Standard machine-learning algorithms assume representations of their input data as numerical vectors. Applying these algorithms to the analysis of non-numerical data requires embeddings of data units into a (typically) finite-dimensional Euclidean vector space. The embedding needs to be “faithful” to the semantics. In particular, similar entities should be mapped to vectors that are close geometrically, and vice versa. In some modalities, the input comes with a useful embedding to begin with; for example, an image can be represented by the RGB intensities of its pixels. In others, semantic aware embeddings have to be devised, and indeed have been devised, such as Word2Vec and GLoVe for words of natural language, Node2Vec for the nodes of a graph, TransE for the entities of a knowledge graph, and Mol2Vec for molecule structures. Naturally, generic embeddings have also been devised for relational databases. Such embeddings have enabled the deployment of machine-learning architectures to traditional database tasks that have been the pain point of data management for decades, including quality enhancement (e.g., data imputation, data cleaning, column prediction) and data integration (e.g., entity resolution, record linking, schema matching).

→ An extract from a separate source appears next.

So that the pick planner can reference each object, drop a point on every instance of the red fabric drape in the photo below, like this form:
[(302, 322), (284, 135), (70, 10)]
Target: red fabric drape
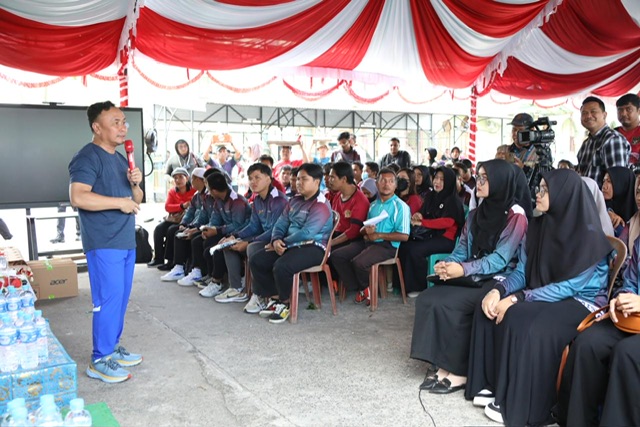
[(56, 50), (351, 48), (444, 63), (186, 46), (493, 18), (528, 83), (585, 27)]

The goal of this project is to develop embedding techniques for databases, some based on novel ideas invented by the laboratory and its partners, and apply them to database tasks, targeting considerable outperformance of state-of-the-art solutions. Additional applications of embedding, to be potentially included in this project, involve aspects of fairness and general data ethics.
This project is done in collaboration with the group of Prof. Martin Grohe from RWTH Aachen University and is funded by the German-Israeli Project Cooperation (DIP) program of DFG.